The birth of capitalism wasn’t just about the exploitation of fossil fuels. It was about the exploitation of all natural resources – clear cutting forests, large open pit mines to extract steal, copper, gold, bauxite (for aluminum), gold diamonds and rare earth minerals, draining swamps and eradicating wetlands. When oil started becoming more expensive (in the 1970s), it was also about moving western factories to third world countries to enable wholesale exploitation of human labor. Government encouraged this wholesale extraction and exploitation because it produced enormous prosperity for most of western society over many decades.

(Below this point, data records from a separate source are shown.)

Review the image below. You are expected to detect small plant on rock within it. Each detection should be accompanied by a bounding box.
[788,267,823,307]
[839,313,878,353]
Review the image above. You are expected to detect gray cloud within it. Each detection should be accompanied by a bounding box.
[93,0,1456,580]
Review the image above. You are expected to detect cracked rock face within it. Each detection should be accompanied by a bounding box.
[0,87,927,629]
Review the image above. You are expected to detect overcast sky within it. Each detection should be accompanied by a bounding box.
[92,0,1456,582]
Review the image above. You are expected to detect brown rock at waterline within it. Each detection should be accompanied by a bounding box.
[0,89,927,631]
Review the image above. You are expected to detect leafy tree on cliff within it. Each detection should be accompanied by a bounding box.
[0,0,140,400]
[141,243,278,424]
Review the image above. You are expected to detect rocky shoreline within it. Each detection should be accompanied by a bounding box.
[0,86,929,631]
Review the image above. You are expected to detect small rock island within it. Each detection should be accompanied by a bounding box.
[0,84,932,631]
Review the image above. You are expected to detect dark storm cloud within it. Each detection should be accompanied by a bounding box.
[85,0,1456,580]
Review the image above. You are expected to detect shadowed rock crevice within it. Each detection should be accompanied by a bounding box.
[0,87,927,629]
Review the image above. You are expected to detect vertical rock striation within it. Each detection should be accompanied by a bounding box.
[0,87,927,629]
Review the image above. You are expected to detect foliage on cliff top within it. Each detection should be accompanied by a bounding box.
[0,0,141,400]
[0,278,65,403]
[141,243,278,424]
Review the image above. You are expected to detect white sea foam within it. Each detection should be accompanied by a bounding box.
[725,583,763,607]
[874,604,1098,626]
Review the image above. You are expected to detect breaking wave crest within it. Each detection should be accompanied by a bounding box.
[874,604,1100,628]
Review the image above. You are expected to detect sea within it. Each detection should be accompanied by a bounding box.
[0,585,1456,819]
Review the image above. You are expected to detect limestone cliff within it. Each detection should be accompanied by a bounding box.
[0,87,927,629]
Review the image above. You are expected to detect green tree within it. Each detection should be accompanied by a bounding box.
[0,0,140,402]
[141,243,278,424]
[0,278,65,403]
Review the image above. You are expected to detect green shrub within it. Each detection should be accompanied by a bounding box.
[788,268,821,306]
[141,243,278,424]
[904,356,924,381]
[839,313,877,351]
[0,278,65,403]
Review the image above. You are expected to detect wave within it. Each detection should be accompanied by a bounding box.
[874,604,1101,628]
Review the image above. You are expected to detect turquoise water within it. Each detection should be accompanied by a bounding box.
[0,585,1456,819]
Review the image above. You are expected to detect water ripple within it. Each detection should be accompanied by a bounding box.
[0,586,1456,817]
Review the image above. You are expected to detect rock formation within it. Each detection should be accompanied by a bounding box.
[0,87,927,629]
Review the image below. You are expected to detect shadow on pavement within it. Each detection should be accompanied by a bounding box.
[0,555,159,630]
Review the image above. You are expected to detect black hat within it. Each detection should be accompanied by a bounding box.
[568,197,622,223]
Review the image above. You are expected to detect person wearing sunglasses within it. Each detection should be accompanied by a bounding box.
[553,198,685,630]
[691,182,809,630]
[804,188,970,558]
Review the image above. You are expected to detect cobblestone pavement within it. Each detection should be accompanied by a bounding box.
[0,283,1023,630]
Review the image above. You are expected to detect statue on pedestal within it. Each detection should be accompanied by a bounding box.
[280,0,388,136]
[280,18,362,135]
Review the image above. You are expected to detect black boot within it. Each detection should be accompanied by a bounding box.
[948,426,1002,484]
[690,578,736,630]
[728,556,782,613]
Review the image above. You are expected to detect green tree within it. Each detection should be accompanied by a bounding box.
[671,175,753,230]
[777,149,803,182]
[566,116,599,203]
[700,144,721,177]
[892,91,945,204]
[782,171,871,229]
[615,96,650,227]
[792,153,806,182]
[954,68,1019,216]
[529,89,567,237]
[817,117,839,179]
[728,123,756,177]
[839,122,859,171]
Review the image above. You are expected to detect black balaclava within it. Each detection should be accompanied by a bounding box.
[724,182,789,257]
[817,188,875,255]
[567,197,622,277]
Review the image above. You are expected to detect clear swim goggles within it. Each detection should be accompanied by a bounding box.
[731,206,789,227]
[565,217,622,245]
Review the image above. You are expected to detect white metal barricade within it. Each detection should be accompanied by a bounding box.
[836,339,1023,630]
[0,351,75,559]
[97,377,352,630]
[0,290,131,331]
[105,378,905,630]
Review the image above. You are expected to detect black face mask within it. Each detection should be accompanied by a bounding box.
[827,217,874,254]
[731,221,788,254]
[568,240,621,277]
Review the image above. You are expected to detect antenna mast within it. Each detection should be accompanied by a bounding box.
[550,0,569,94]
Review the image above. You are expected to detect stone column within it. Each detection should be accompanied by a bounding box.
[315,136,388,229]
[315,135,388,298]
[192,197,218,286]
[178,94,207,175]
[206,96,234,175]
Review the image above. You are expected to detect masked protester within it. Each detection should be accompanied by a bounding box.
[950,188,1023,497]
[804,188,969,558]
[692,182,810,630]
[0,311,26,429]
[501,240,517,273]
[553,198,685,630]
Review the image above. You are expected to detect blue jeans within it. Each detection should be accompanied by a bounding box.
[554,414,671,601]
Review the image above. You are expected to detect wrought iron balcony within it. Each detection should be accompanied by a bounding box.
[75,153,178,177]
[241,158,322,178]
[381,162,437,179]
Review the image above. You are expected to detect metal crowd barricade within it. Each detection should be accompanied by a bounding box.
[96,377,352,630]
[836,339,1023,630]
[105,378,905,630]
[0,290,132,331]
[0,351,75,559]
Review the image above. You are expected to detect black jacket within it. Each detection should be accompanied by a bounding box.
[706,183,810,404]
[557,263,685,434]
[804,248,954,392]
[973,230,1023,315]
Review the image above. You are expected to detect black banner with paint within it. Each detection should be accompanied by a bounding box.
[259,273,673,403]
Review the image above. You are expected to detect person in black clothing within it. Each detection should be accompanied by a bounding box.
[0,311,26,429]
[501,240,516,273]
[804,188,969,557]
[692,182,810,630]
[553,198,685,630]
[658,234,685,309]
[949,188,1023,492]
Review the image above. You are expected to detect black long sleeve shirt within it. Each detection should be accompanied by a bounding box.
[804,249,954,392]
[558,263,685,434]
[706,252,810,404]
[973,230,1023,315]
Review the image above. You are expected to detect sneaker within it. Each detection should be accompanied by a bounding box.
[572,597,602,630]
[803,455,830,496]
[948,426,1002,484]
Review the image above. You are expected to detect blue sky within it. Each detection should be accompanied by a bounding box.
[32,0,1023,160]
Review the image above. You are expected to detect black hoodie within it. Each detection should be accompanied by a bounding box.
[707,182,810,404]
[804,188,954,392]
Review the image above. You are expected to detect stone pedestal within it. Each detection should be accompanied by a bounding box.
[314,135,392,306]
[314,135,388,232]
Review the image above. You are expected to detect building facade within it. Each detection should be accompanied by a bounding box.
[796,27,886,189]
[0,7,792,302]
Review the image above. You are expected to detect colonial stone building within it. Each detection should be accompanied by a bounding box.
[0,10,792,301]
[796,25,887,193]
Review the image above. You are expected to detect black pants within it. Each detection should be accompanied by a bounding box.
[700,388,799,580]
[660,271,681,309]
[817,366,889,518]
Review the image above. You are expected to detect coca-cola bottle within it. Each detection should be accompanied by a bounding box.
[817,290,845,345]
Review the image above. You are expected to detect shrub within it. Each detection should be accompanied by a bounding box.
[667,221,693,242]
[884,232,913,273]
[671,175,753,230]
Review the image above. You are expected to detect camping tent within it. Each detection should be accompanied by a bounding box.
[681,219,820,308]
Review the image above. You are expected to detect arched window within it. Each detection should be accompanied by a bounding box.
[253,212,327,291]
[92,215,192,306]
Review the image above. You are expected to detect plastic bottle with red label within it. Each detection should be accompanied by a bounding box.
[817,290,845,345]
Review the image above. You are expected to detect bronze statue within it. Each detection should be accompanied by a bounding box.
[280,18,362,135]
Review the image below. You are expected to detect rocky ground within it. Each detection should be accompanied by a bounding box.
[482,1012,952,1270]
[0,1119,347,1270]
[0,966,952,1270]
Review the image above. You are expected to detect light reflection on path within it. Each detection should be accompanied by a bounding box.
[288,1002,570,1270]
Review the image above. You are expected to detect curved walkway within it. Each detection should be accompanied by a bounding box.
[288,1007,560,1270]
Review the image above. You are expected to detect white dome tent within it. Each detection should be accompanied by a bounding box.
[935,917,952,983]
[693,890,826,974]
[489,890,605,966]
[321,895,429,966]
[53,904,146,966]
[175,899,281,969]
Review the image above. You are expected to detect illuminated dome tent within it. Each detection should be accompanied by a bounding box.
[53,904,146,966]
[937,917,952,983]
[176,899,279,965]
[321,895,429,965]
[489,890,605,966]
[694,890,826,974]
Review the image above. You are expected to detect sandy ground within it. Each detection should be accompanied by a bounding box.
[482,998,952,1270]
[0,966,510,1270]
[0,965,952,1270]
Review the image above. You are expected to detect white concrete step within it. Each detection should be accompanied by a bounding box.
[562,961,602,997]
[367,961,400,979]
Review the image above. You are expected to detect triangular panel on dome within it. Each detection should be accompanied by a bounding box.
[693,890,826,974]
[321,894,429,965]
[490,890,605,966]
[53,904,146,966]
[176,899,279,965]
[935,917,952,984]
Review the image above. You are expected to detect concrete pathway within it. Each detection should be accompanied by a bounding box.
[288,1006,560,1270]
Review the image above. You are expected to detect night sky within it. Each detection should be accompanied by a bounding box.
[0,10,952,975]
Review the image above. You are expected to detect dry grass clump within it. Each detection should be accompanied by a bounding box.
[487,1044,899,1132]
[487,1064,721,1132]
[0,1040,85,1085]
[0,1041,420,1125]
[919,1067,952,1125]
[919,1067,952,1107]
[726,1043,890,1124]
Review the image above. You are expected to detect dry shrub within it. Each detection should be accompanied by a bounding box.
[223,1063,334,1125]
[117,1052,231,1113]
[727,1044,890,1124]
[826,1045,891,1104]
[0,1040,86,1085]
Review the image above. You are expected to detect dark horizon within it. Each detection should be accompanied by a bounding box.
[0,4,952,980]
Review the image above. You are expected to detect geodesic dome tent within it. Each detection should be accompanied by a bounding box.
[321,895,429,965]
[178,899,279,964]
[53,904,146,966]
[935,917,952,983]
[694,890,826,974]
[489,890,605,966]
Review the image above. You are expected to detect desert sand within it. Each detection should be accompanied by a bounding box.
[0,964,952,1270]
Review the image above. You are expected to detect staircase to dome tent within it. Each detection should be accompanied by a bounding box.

At the same time there were immense human and environmental costs. Western capitalism produced incalculable suffering in the third world as indigenous people were driven off the land that gave them a subsistence living, with the lucky ones obtaining jobs in brutal sweatshops that paid starvation wages. Suffering in the first world was less visible until last decade, when residents of the industrialized world began to realize they were being systematically poisoned with toxic industrial chemicals, increasing levels of both nuclear and microwave radiation and harmful organisms that had contaminated our air, water and food chain.

*Historically the oil price ranged between $2-4 a barrel prior to 1973 oil crisis. It remained between $10-20 a barrel until 1979. From 1979-1986 it fluctuated between $20-38 a barrel until 1986, when it dropped below $20 a barrel until 1989. It dropped below $20 a barrel very briefly in 1999. It hasn’t been below $40 a barrel since 2004.